Les soirées de l’équinoxe (5)

Par Montaigne0860

Il se penche vers elle pour lui faire la bise : spectacle pour les autres, il lui serre les épaules, tu comprends Serena, je t’aime, je t’ai toujours aimée, et elle pose furtivement le bout de ses phalanges sur sa poitrine, oh mon doux ami, mon tendre ami, si tu savais dans quoi je me suis fourrée ! Elle bat des paupières pour retenir ses larmes, le mouvement s’accélère, il lui lâche le haut du corps, la découvre enfin dans toute sa splendeur, robe rouge vif serrée à la taille, et s’il n’y avait la gravité des traits on pourrait penser à une petite fille grandie trop vite. Il lui sourit : tu es magnifique, dix mois, tu te rends compte, dix mois sans te voir ; elle a dominé les larmes qui lui venaient, reprend son souffle, appliquant sans doute une technique de cantatrice, et sa voix donne à entendre un « Bonjour !» presque chanté ; il y répond sans quitter son regard, même si les autres, le Baron, sa femme, assis dans leurs fauteuils, les suivent du coin de l’œil en faisant mine de s’entretenir.
Il interroge :
« Et… ? (Il imite le pianiste du bout des doigts)
- Non, non, il travaille, dit-elle. Il estime que deux jours de répétition, c’est un peu juste.
- Vous auriez pu venir plus tôt, intervient le Baron.
- Pour une pièce qui dure douze minutes à peine… faut pas exagérer… même si, cher Baron, je suis ravi d’être là. Ne vous méprenez pas ! »
On s’installe pour le thé ; une circulation de regards s’établit dans le silence, personne ne semble gêné, à tel point qu’Emma se risque à le souligner :
« Le silence est notre matériau premier, n’est-ce pas Serena, vous le dites si souvent.
- Oui, fait-elle, oui, oui. C’est que le temps à venir, celui du chant, n’est pas le même que celui de l’horloge. Chanter c’est tailler dans le temps.
- Vous dites la même chose dans vos « Vacillements dans l’espace de la langue », remarque le Baron en se tournant vers lui.
- Oui, oui. Cependant, ce que dit Serena est bien plus intéressant que mes divagations. Elle est d’une netteté parfaite, vous le savez bien. »
Le Baron confirme, dit pourtant le plaisir qu’il a eu à entendre de loin – du centre de la cour, précise-t-il – les « Vacillements » qu’il n’imaginait pas aussi rapides à la lecture de la partition.
« C’est un jeu, c’est un jeu, répond le musicien. À un instrument acrobatique, il n’est pas mauvais d’en demander encore davantage, c’est pourquoi je m’efforce d’accélérer sur mes propres indications. Il faut faire rendre gorge à la matière vibrante ! »
On sourit de la formulation ; le feu des paroles continue de brûler, regards et mots se chevauchent, les corps ont abandonné la pesanteur, comme s’ils étaient suspendus au-dessus de l’abîme du quotidien. Tandis que les trois autres, en un ballet que l’on croirait concerté, lèvent leur tasse pour les porter à la bouche, l’instrumentiste risque un mot :
« L’allègement, pourquoi éprouve-t-on soudain cet allègement ?
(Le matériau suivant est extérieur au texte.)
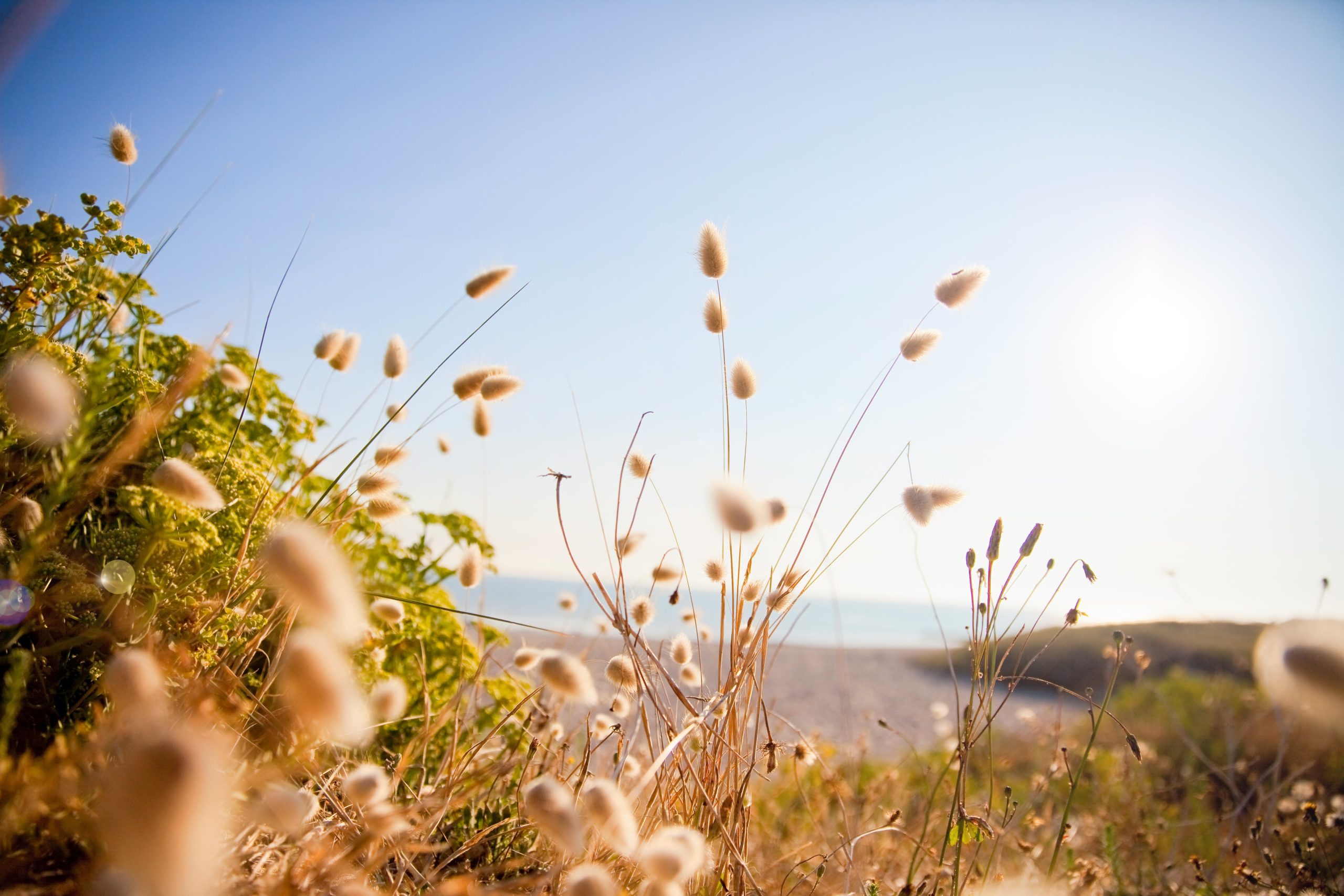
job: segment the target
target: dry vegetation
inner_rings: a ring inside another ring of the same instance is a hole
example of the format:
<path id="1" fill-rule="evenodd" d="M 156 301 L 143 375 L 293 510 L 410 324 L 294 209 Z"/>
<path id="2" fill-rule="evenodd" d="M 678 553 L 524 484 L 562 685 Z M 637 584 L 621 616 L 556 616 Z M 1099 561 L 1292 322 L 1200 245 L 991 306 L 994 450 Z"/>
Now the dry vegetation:
<path id="1" fill-rule="evenodd" d="M 109 148 L 136 161 L 125 129 Z M 1279 670 L 1279 703 L 1310 696 L 1313 729 L 1242 680 L 1157 674 L 1142 638 L 1071 638 L 1095 574 L 1044 559 L 1040 525 L 996 521 L 965 556 L 970 641 L 942 657 L 961 670 L 954 705 L 934 708 L 943 743 L 813 743 L 771 711 L 790 611 L 884 516 L 870 498 L 903 451 L 823 543 L 831 481 L 899 367 L 935 351 L 925 321 L 965 305 L 984 269 L 934 285 L 789 514 L 743 476 L 758 383 L 730 363 L 727 247 L 706 224 L 720 551 L 644 537 L 663 502 L 634 426 L 609 472 L 607 549 L 570 555 L 618 638 L 594 656 L 464 625 L 448 587 L 477 586 L 492 556 L 472 520 L 418 512 L 415 541 L 382 527 L 410 513 L 395 469 L 413 437 L 460 404 L 487 437 L 521 387 L 507 369 L 449 390 L 435 375 L 450 352 L 405 388 L 418 343 L 394 339 L 364 402 L 383 394 L 376 431 L 343 443 L 356 418 L 327 427 L 242 348 L 161 330 L 142 275 L 163 247 L 120 234 L 121 203 L 85 196 L 82 226 L 0 204 L 0 557 L 32 594 L 3 630 L 5 892 L 1340 892 L 1344 767 L 1312 733 L 1333 721 L 1337 654 L 1288 638 L 1258 658 Z M 146 261 L 116 273 L 118 257 Z M 493 301 L 511 273 L 472 278 L 464 298 Z M 327 334 L 313 365 L 353 376 L 359 348 Z M 339 472 L 320 474 L 324 459 Z M 569 477 L 551 476 L 569 548 Z M 910 482 L 898 508 L 929 525 L 958 497 Z M 646 638 L 659 613 L 683 614 L 684 633 Z M 1102 677 L 1047 685 L 1067 715 L 1017 715 L 1013 690 L 1050 680 L 1071 641 Z"/>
- Sur ces hauteurs, ose le Baron, sur ces hauteurs où nous nous tenons, entre ces murs fermes, nous ne touchons que le calme des jours et le nocturne apaisant.
- Nous sommes si loin ?
- Nous sommes loin de tout, confirme son hôte. À propos, je ne voudrais pas que cela vous angoisse outre mesure, mais pour les deux soirées prévues, le public sera entièrement composé – excusez le mot – de musiciens : cantatrices, chanteurs, instrumentistes, chefs d’orchestre, compositeurs. Nous fêtons les soirées de l’équinoxe ; c’est désormais une tradition bien ancrée. Nous avons une centaine d’habitués que nous répartissons sur les deux concerts… Ils se sont engagés à venir… Sauf la mort, aucun motif n’est toléré, ajoute-t-il en riant.
- Excusez-nous, intervient Serena, mais nous devons répéter. Mon mari nous appelle.
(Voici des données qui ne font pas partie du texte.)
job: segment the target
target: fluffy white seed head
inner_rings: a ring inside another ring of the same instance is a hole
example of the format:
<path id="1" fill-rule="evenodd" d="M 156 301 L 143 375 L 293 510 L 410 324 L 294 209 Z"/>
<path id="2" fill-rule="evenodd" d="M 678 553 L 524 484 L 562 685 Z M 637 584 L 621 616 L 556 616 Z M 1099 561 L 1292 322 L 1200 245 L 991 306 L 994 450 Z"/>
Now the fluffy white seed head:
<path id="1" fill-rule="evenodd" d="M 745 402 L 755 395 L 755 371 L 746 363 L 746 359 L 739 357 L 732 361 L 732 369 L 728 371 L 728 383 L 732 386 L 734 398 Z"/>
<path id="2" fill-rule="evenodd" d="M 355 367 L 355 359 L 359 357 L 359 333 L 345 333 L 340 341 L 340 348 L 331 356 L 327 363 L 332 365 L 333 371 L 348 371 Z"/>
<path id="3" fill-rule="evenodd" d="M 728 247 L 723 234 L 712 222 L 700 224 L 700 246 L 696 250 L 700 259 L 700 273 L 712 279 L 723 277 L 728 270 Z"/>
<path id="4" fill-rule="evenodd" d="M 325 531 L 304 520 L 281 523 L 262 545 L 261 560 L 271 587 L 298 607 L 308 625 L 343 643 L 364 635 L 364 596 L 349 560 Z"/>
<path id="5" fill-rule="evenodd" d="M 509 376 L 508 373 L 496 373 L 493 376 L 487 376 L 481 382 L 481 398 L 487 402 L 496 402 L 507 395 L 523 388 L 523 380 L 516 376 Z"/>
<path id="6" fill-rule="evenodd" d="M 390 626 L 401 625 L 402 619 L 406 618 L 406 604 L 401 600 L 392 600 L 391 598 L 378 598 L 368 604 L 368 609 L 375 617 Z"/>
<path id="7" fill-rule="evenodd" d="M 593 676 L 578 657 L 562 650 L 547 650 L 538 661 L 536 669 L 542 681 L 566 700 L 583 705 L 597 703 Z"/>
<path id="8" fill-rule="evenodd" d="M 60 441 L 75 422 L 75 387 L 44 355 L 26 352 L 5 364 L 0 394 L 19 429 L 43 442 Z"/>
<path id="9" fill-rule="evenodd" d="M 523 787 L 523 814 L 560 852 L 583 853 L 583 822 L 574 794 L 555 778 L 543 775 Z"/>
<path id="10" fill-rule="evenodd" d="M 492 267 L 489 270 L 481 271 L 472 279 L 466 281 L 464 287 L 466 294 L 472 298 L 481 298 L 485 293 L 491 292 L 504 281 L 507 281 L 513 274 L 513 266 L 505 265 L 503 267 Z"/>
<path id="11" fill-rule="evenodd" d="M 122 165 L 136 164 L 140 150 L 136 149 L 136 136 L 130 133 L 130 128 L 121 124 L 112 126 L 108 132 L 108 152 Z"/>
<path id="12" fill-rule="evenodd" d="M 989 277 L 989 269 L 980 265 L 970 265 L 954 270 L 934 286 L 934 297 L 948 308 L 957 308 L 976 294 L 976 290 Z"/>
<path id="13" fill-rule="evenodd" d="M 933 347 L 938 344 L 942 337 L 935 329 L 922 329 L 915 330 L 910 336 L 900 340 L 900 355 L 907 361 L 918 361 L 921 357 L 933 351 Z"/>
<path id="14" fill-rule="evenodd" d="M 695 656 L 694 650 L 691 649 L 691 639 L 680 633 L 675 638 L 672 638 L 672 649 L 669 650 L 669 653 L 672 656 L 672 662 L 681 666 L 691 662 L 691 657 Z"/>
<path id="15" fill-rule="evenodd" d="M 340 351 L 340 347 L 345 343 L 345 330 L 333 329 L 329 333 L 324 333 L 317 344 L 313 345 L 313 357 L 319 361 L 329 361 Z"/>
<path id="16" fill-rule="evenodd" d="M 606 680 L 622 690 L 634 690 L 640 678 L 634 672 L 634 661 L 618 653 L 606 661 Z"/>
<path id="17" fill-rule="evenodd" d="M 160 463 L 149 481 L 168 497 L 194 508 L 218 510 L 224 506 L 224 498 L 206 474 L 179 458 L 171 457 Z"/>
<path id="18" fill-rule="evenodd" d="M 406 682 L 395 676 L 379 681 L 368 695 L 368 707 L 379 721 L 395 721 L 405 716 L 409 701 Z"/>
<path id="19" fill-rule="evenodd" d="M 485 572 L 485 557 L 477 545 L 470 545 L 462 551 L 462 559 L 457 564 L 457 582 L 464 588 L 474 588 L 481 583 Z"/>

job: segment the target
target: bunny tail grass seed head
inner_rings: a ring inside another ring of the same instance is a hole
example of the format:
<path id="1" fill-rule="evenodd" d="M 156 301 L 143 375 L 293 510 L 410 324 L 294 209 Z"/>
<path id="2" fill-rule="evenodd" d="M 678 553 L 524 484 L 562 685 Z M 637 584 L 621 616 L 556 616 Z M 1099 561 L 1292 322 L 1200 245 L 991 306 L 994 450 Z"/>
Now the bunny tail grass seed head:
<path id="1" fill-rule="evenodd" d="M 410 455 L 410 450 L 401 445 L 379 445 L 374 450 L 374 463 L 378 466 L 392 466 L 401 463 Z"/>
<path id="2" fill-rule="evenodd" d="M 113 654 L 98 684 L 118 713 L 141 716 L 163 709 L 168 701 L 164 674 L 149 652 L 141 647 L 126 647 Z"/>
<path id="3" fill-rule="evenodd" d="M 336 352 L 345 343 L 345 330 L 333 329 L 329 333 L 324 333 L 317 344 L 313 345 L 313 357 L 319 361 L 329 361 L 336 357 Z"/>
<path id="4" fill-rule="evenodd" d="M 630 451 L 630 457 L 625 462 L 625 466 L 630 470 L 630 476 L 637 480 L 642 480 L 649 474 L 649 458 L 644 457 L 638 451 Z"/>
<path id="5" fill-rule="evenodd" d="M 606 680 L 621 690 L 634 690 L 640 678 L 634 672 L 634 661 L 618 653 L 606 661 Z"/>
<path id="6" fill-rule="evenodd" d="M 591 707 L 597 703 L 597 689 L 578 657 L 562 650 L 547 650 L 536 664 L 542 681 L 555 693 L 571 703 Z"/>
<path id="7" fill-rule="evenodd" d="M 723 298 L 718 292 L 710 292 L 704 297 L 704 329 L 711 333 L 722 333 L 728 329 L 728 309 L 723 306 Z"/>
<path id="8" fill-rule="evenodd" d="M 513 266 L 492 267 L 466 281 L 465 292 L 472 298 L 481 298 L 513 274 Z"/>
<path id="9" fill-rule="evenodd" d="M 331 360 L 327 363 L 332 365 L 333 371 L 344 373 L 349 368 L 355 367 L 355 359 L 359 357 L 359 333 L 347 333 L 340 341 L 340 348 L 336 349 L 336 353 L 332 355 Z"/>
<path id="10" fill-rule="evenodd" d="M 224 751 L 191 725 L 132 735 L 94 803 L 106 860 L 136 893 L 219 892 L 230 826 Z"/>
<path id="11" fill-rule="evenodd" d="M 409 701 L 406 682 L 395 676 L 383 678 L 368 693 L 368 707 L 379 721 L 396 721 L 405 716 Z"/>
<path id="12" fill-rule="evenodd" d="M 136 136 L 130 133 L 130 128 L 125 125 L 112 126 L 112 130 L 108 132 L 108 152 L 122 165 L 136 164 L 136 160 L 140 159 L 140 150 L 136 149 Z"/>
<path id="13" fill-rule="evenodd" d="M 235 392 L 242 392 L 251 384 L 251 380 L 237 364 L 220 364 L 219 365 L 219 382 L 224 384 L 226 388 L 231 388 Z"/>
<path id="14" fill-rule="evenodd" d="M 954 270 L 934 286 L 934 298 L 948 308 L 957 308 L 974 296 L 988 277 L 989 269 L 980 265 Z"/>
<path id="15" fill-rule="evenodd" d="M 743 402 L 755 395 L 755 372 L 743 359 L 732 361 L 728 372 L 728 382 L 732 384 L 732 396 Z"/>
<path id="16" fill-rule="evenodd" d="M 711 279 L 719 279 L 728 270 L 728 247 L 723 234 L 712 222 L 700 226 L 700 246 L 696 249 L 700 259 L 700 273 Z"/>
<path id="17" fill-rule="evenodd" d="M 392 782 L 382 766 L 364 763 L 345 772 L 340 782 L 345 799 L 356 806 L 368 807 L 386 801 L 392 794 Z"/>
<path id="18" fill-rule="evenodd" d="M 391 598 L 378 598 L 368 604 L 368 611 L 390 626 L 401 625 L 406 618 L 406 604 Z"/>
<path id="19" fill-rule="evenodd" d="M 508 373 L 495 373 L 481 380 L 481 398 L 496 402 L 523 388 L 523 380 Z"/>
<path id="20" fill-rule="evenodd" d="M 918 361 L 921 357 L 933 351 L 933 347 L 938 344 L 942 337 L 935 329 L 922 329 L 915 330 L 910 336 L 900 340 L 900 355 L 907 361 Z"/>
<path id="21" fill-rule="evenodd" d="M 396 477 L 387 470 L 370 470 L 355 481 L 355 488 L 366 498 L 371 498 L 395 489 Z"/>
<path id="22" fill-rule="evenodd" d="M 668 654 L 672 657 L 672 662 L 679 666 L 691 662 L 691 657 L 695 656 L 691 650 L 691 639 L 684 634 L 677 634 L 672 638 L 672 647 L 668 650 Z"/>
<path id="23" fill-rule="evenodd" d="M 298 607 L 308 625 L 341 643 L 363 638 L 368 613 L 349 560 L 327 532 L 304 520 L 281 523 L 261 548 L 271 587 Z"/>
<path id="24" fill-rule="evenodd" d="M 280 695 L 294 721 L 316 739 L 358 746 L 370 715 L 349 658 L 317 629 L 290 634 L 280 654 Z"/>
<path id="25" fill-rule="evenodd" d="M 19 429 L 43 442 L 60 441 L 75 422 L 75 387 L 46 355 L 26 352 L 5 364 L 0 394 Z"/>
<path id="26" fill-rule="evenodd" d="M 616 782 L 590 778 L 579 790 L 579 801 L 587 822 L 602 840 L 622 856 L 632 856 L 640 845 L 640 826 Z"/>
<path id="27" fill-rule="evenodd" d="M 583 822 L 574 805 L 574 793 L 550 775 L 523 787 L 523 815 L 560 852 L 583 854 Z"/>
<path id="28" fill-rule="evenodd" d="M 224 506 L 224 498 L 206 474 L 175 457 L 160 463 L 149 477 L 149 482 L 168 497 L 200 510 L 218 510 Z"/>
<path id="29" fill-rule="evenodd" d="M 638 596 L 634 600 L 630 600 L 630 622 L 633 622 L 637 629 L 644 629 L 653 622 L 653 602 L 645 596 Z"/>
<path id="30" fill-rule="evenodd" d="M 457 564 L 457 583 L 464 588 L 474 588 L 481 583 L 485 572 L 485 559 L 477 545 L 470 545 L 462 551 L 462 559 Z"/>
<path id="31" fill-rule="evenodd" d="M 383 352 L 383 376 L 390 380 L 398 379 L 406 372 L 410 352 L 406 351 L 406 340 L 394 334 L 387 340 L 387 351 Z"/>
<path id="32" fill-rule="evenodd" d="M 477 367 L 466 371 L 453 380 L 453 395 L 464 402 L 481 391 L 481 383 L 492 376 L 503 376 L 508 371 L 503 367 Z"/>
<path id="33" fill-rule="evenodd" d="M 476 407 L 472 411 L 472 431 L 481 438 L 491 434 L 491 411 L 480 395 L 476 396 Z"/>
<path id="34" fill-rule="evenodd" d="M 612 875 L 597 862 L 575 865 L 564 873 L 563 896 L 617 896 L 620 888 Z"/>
- Il vous appelle, comment le savez-vous ?
- Écoutez ! Ce sont les premiers accords du « Pâtre sur le Rocher ». Il les répète avec insistance, il nous attend.
- En effet, dit le clarinettiste en posant avec une précaution excessive sa tasse qui sonne comme une sourde protestation. Monsieur s’impatiente ! Excusez-nous ! »
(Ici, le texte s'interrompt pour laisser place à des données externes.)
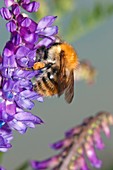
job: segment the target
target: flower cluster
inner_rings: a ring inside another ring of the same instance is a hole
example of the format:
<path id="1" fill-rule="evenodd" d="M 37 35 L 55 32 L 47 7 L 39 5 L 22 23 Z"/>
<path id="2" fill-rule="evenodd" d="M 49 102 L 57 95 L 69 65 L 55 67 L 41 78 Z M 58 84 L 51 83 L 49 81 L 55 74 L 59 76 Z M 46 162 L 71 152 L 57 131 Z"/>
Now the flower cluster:
<path id="1" fill-rule="evenodd" d="M 89 117 L 65 133 L 65 138 L 52 144 L 55 150 L 61 149 L 55 155 L 44 161 L 30 162 L 33 169 L 51 170 L 89 170 L 85 155 L 91 165 L 100 168 L 102 161 L 98 159 L 95 148 L 102 150 L 104 143 L 100 132 L 104 131 L 110 137 L 109 125 L 113 125 L 113 116 L 108 112 L 99 112 L 95 117 Z"/>
<path id="2" fill-rule="evenodd" d="M 32 78 L 39 75 L 32 66 L 36 61 L 37 49 L 49 46 L 55 41 L 58 28 L 53 23 L 56 16 L 46 16 L 38 23 L 21 12 L 36 12 L 39 3 L 30 0 L 4 0 L 5 7 L 0 15 L 7 21 L 10 39 L 0 56 L 0 151 L 11 147 L 12 130 L 21 134 L 27 127 L 43 121 L 29 111 L 33 100 L 43 101 L 42 96 L 33 91 Z M 27 111 L 28 110 L 28 111 Z"/>

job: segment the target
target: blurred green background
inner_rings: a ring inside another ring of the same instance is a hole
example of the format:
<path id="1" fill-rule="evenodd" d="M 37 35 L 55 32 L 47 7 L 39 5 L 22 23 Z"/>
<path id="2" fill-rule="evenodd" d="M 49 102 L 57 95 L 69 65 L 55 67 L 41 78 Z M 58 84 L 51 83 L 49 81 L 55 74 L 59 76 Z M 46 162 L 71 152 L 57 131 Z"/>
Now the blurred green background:
<path id="1" fill-rule="evenodd" d="M 14 170 L 27 159 L 42 160 L 56 154 L 49 144 L 61 138 L 69 128 L 98 111 L 113 113 L 113 0 L 40 0 L 37 14 L 39 21 L 45 15 L 58 16 L 56 25 L 64 40 L 71 43 L 79 59 L 88 59 L 97 69 L 94 85 L 84 81 L 75 82 L 75 98 L 72 104 L 65 103 L 63 97 L 46 98 L 44 103 L 36 103 L 34 114 L 45 124 L 29 129 L 25 135 L 14 132 L 12 149 L 4 154 L 3 165 Z M 3 1 L 0 1 L 0 7 Z M 0 18 L 0 49 L 9 35 L 5 22 Z M 113 128 L 111 138 L 103 135 L 106 148 L 98 152 L 103 160 L 102 170 L 113 170 Z M 93 169 L 90 167 L 90 169 Z"/>

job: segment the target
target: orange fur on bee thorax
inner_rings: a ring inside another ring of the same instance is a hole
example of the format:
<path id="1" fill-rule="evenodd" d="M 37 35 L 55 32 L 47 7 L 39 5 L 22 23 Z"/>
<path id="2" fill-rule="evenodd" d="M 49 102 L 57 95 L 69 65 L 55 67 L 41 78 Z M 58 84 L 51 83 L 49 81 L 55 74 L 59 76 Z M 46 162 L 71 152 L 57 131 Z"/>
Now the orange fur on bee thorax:
<path id="1" fill-rule="evenodd" d="M 39 70 L 45 67 L 45 64 L 43 62 L 36 62 L 33 66 L 34 70 Z"/>

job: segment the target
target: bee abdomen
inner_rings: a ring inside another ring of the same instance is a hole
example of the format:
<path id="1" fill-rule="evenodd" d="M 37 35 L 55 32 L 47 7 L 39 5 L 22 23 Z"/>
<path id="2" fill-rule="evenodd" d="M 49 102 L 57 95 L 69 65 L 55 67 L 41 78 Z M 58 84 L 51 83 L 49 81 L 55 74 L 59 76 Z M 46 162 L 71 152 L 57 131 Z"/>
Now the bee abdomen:
<path id="1" fill-rule="evenodd" d="M 58 90 L 56 76 L 52 75 L 50 72 L 47 72 L 47 74 L 39 77 L 34 85 L 34 90 L 42 96 L 53 96 L 57 94 Z"/>

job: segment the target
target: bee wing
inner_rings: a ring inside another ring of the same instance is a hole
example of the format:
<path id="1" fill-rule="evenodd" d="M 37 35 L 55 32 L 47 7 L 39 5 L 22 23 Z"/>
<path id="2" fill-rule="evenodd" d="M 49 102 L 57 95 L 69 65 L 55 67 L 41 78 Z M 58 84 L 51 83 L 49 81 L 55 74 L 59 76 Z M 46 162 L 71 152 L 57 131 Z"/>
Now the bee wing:
<path id="1" fill-rule="evenodd" d="M 60 57 L 60 69 L 58 71 L 58 96 L 60 97 L 66 89 L 66 70 L 63 56 Z"/>
<path id="2" fill-rule="evenodd" d="M 68 86 L 65 91 L 65 100 L 67 103 L 71 103 L 74 97 L 74 73 L 70 72 L 69 79 L 67 82 Z"/>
Après avoir récupéré son instrument, il descend dans la cour pavée où il aperçoit sous la lumière du couchant la robe rouge qui se glisse par une porte fenêtre du bâtiment central. Il la suit de loin, traverse une vaste salle de réception qui donne au fond sur un auditorium. Le piano reprend rageusement ses questions insistantes : elle et lui vont y répondre en écho, puis en mélancolie et enfin dans la joie.